The US trade deficit grew 2.5% to $63.4 billion in April from a revised $61.9 billion (initial $62.0 billion) in March. Exports slipped off 0.2% to $115.7 bln while imports rose 0.7% to $179.1 bln.
Despite the 8.7% rise in the unit price of oil imports, crude oil imports growth slowed to 2.2% in April from 4.4% in March. But the quantity of oil imported crude oil fell 2.8%, reflecting escalating prices. That did not stop petroleum imports from rising more than 6%, accounting for 13% of total US imports.
The bilateral trade deficit once again deteriorated with most major trading partners in April. The trade gap with China rose 9% to $17.0 bln after a 13% rise in March. The year on year rise was 15%. The bilateral trade gap with Japan edged up 3% to $7.8 bln after a 7% rise. But the trade deficit with the Eurozone fell 12% to $7.1 bln after having soared 25% in March. The trade gap with OPEC was virtually unchanged at $8.1 bln, but a 12% increase over a year ago.
Considering the softer than expected trade deficit, the dollar reaction was not too reassuring as the euro rebounded as rapidly as it dropped, before settling around the 1.2640s, well off its 4 week lows of $1.2597. Yet it does not appear that the worse is over for the single currency. As the chart shows below, there remains more ground on the downside, with 1.2550 (38% retracement of the 1.1823-1.2979 move) as the likely preliminary target for next week. With the Fed's expected June tightening looming large in favor of the dollar, 1.2550 seems plausible. But this level may prove short-lived. The explanation is below.
Will next week's US data justify further Fed tightening?
The answer to the question is a resounding "yes". The inflationary arguments for one more Fed hike are clear. With annual core PCE price index at 2.1%, the annual core CPI at 2.3% and price components of the PMIs and regional Fed surveys at multi year highs, the Fed must chase inflation as well as inflationary expectations before it is too late once it is obliged to lift its foot off the brakes to avoid a hard landing.
Nevertheless, next week's data could also show that the economic slowdown may be a little starker than it appears to be. All of the US data next week is expected to weaken. May retail sales (seen at 0.1% from 0.5%), May industrial production (seen at 0.2% from 0.8%), June Empire Manufacturing (seen at 10.9 from 12.4), June Phily Fed Index (seen at 11.0 from 14.0) and the June Univ of Michigan consumer sentiment survey (seen at 77.0 from 79.1). Even the core CPI is expected to slow to 0.2% from 0.3%. But the Fed seems to have made its case for a June tightening -- as long the core CPI does not come in below zero.
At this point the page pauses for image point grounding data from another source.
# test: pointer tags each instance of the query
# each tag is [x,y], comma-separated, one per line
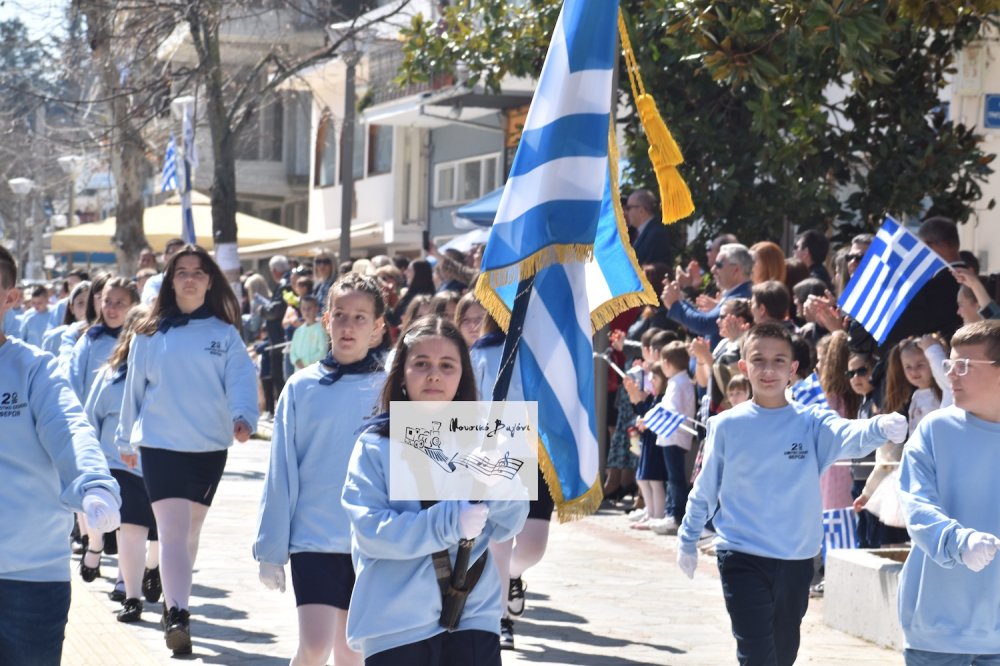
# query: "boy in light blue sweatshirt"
[759,484]
[949,592]
[319,414]
[51,464]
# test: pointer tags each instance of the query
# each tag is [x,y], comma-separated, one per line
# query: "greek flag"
[169,176]
[662,421]
[893,270]
[840,529]
[808,391]
[536,280]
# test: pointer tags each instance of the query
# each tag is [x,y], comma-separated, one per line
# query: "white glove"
[894,427]
[688,562]
[272,576]
[979,551]
[101,509]
[471,519]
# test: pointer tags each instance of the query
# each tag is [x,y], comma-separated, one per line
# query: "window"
[379,149]
[465,180]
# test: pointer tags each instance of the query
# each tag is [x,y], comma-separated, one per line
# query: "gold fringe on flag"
[582,506]
[664,153]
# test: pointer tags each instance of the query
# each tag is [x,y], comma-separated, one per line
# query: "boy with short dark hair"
[949,592]
[767,534]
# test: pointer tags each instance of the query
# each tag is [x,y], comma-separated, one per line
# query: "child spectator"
[36,321]
[652,472]
[678,398]
[760,481]
[738,390]
[310,342]
[949,591]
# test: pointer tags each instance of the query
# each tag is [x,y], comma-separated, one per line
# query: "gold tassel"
[675,197]
[656,130]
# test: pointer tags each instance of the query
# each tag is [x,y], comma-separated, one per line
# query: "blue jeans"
[766,599]
[32,622]
[674,458]
[923,658]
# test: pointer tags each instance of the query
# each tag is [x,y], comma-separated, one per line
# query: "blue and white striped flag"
[169,176]
[545,230]
[895,267]
[662,421]
[809,391]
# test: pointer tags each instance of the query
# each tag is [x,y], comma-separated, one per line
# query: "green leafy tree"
[814,113]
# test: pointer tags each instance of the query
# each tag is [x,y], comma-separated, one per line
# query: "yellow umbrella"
[163,222]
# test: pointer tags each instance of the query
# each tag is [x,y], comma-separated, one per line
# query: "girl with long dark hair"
[190,390]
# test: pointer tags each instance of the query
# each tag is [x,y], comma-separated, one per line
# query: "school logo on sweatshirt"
[798,451]
[11,404]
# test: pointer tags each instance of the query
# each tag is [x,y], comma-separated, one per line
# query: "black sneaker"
[118,592]
[131,611]
[506,633]
[515,597]
[178,632]
[152,588]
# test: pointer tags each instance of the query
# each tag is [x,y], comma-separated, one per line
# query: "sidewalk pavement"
[603,595]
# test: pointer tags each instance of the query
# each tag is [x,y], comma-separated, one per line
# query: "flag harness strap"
[457,583]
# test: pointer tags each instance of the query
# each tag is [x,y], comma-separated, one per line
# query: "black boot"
[178,631]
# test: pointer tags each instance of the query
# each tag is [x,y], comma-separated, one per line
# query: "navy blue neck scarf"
[98,330]
[337,370]
[181,319]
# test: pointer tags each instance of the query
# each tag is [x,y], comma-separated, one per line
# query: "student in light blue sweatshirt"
[137,570]
[36,321]
[76,311]
[94,346]
[190,389]
[949,592]
[51,464]
[319,414]
[759,483]
[396,604]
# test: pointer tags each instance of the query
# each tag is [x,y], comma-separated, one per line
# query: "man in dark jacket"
[273,313]
[652,240]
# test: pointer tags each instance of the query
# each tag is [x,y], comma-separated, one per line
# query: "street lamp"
[22,188]
[353,44]
[71,166]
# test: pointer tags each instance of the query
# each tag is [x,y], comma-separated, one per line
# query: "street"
[603,595]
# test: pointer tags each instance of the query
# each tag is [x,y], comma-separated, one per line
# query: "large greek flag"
[169,176]
[543,238]
[895,267]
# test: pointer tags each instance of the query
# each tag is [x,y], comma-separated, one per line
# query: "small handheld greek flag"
[169,176]
[895,267]
[840,529]
[662,421]
[808,391]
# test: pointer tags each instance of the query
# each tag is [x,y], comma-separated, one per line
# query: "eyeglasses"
[961,365]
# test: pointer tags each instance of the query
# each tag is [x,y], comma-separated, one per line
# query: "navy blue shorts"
[322,578]
[136,508]
[182,474]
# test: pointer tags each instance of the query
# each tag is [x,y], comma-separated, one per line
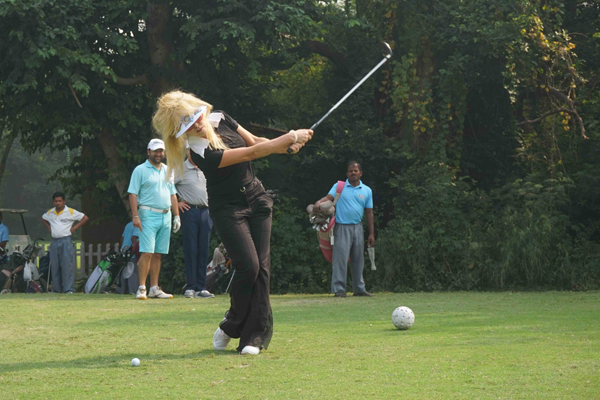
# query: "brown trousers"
[244,227]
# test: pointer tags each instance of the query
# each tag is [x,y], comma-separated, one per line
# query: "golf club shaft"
[387,57]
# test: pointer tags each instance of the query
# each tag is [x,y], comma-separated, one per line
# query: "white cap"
[156,144]
[188,120]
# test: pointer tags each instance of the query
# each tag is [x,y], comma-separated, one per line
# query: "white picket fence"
[86,257]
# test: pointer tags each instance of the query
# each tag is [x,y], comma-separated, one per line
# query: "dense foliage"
[479,138]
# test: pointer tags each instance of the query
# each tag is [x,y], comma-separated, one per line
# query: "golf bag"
[324,221]
[20,274]
[218,270]
[107,271]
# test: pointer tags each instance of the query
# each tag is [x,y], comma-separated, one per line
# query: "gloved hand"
[176,223]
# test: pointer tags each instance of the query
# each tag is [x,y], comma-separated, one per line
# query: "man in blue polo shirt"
[152,197]
[356,199]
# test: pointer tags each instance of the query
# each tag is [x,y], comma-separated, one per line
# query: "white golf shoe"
[220,339]
[250,350]
[141,293]
[157,293]
[204,294]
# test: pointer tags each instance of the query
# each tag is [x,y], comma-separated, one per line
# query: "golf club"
[388,49]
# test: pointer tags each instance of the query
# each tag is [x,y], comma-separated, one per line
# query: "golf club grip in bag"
[326,239]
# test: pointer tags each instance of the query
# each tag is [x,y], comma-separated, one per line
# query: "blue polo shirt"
[3,233]
[151,187]
[352,203]
[128,233]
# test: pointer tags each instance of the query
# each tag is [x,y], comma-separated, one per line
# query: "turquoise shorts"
[156,232]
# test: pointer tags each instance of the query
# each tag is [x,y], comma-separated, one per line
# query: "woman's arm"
[275,146]
[249,138]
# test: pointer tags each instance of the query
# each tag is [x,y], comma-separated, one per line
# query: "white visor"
[189,120]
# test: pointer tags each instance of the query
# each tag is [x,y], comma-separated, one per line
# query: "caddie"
[355,201]
[152,198]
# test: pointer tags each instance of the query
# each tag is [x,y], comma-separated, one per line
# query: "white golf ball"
[403,318]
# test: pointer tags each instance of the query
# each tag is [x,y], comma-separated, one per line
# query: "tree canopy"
[478,138]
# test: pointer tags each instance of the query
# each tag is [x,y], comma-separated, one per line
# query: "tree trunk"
[11,138]
[161,45]
[109,146]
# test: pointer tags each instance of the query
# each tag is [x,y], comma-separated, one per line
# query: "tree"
[87,73]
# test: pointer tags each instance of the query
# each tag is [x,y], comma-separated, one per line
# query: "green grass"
[462,346]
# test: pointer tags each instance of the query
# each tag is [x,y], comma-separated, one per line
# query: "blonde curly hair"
[171,108]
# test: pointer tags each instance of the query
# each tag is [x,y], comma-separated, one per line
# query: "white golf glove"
[176,223]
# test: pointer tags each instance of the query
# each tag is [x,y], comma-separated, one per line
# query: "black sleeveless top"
[224,184]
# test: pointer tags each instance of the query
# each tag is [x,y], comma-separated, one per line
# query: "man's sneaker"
[250,350]
[141,294]
[157,293]
[220,339]
[204,294]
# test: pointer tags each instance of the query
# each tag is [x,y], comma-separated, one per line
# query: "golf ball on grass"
[403,318]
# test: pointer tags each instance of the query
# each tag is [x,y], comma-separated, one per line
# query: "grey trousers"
[349,242]
[61,265]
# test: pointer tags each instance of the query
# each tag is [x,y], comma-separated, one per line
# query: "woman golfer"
[240,208]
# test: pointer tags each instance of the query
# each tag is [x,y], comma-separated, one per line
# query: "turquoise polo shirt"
[3,233]
[151,187]
[351,205]
[128,233]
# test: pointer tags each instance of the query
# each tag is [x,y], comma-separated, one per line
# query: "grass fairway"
[462,346]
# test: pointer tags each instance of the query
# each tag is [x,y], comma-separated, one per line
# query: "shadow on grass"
[115,361]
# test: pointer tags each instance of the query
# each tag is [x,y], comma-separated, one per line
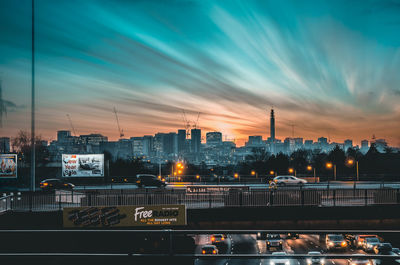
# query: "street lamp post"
[329,165]
[309,168]
[350,162]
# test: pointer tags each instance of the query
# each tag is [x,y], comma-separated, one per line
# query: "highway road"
[321,185]
[248,244]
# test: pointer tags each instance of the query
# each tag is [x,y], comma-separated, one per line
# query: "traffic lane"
[183,185]
[314,244]
[244,244]
[201,240]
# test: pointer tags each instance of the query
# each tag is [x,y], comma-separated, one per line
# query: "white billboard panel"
[83,165]
[8,166]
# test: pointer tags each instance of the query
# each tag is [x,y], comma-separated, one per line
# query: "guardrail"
[205,199]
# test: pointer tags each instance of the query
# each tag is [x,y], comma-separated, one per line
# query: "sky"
[329,68]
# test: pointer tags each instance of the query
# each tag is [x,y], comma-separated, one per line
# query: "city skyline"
[328,68]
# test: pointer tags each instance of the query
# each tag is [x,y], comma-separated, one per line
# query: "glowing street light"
[309,168]
[329,166]
[292,170]
[350,163]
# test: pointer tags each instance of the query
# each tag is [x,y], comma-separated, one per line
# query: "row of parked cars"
[141,180]
[369,243]
[218,242]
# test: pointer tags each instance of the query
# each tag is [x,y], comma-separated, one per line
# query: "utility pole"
[70,123]
[33,158]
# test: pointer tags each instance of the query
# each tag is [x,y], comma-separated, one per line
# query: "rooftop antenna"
[3,108]
[121,132]
[70,123]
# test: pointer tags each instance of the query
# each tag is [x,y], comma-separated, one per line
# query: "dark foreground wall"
[363,217]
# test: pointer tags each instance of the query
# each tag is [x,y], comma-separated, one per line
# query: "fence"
[197,200]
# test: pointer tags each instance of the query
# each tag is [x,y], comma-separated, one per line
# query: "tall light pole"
[329,165]
[350,162]
[309,168]
[33,158]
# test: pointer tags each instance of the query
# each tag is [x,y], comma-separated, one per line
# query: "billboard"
[125,216]
[8,165]
[83,165]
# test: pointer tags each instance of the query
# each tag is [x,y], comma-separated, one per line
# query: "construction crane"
[197,121]
[121,132]
[186,124]
[70,123]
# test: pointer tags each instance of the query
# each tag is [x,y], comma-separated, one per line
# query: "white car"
[279,260]
[288,180]
[315,258]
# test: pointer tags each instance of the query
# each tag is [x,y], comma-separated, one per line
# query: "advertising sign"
[8,165]
[214,189]
[83,165]
[124,216]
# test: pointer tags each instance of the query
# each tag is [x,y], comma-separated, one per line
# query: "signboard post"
[125,216]
[91,165]
[8,166]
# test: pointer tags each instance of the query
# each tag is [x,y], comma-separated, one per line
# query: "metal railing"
[201,200]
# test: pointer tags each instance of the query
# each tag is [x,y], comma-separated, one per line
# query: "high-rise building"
[214,139]
[364,146]
[4,145]
[62,136]
[308,144]
[272,125]
[348,144]
[196,140]
[255,141]
[181,141]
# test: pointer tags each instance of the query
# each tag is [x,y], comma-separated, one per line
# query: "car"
[274,241]
[149,180]
[279,260]
[359,259]
[293,236]
[55,184]
[382,248]
[395,250]
[261,235]
[369,243]
[315,258]
[288,180]
[209,249]
[359,239]
[335,242]
[218,238]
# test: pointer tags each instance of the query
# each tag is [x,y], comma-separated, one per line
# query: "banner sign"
[214,189]
[125,216]
[83,165]
[8,165]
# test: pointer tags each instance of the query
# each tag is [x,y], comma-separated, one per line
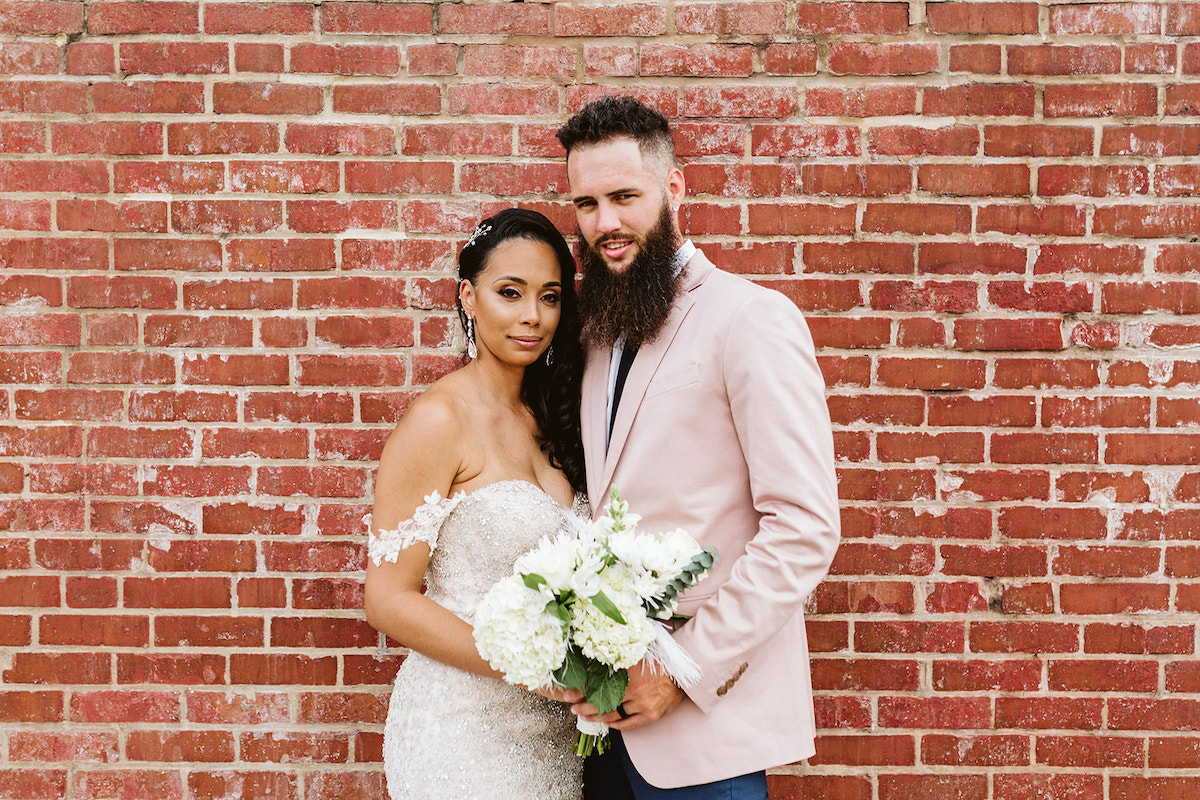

With such evident slowdown in the US economy data, the US currency has hardly anything to cheer about.
The question to be raised is: Will the Fed hike-driven optimism in the US dollar prove sufficient to hold next week, despite a predominantly weak showing in key US data.
The chart below shows the stark relationship between the US yield curve -- represented by the spread between 10 and 2 year yields and the euro/usd fx rate. The correlation is clearly positive, slowing that the lesser the yield spread, the weaker the euro, reflecting the rising dollar due to expectations of rising short-term rates relative to long term ones. But since the aforementioned data releases are hardly seen positive, we would expect the yield curve to redress and the 10-2 year spread to revert to positive territory, thereby possibly weighing on the dollar -- and stabilizing the euro.